Have someone in the field, a professor or advisor, and your Career Services Career Coach review and edit your personal statement. Leave time for rewriting and editing

December

Complete and submit all applications, keeping a copy of every section for your records. Verify that your recommendations have been sent

January

Focus on financial aid—fill out the FAFSA online and look into private loans, grants, and fellowships

April

Celebrate your acceptances. Appeal the aid package (or apply for alternative loans) if the amount the school offers you doesn’t meet your financial needs

Perhaps the most important issue regarding preparation for graduate school is to understand that being passive will not produce results—action is required. The following list identifies areas of consideration in making this important decision. Start checking off as many of these items as you can, and you’ll find yourself on the way to successfully preparing for graduate school.

Step 1: Should I go to graduate school?

I want to:
  • advance my career.
  • take my career in a different direction.
  • earn a higher income.
  • become an expert in my field.
  • pursue my love of learning.
  • learn in a challenging and stimulating environment.

Step 2: Is this the right time for me to attend graduate school?

I have considered the:
  • cost and the need for financial aid or support from my family or employer.
  • potential loss of income if I attend school full-time or part-time while working.
  • need for sustained hard work and mental exertion.
  • possibility of needing to relocate for school if it means a better program.
  • effects of school on my family and relationships.

Step 3: Choosing the right school.

I have:
  • investigated the research interests I may want to pursue.
  • spoken to professionals in the field who know about the different programs I could choose.
  • researched the reputation of the department and professors I would be studying under.
  • considered the cost of attending this school.
  • discussed financial aid options with a graduate school program advisor.

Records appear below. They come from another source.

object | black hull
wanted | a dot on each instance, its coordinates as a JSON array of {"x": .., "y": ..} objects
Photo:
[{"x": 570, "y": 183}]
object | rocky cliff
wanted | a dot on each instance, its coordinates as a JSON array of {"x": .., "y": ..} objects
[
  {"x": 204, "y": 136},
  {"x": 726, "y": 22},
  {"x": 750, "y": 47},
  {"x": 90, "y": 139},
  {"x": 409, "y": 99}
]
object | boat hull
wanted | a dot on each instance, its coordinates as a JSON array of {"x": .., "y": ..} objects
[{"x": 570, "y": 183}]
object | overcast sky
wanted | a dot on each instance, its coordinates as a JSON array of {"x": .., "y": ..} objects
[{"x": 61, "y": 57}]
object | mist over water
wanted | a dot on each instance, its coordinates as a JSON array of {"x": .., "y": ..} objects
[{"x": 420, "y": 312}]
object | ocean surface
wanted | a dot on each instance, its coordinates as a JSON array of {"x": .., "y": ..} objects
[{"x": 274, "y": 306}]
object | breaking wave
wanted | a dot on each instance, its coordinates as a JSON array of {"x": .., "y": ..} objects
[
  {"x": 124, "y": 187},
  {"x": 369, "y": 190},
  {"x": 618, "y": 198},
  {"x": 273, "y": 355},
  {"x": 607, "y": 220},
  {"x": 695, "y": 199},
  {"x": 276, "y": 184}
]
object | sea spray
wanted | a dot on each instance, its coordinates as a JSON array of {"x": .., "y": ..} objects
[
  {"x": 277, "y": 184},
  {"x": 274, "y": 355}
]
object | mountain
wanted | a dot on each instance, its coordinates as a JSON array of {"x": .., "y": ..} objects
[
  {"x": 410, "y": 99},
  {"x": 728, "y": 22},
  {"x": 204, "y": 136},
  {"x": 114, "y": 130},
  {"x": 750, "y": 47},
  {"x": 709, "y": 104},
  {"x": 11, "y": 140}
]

Step 4: Visiting campuses.

While on campus I:
  • visited the department and the campus to get a feel for the school.
  • spoke with students in the program to get their impressions.
  • met with key professors to evaluate them and let them evaluate me.
  • explored the surrounding area in which I will be living.
  • visited Career Services to identify potential employers/career options.

Step 5: Graduate school applications.

I have:
  • completed the necessary tests (GRE, GMAT, LSAT, MCAT, etc.) and submitted my scores.
  • arranged for and obtained the necessary letters of recommendation.
  • written the required essays (personal statements, etc.) and have them edited several times.
  • completed the necessary application forms.
  • ordered and sent undergraduate transcripts.

Step 6: Paying for graduate school.

I have:
  • researched institutional funds such as scholarships, grants, loans, and part-time employment.
  • investigated teaching and/or research assistantships.
  • applied for federal loans such as the Federal Stafford Loan.
  • completed my FAFSA form.
  • investigated private loans through financial institutions or other agencies.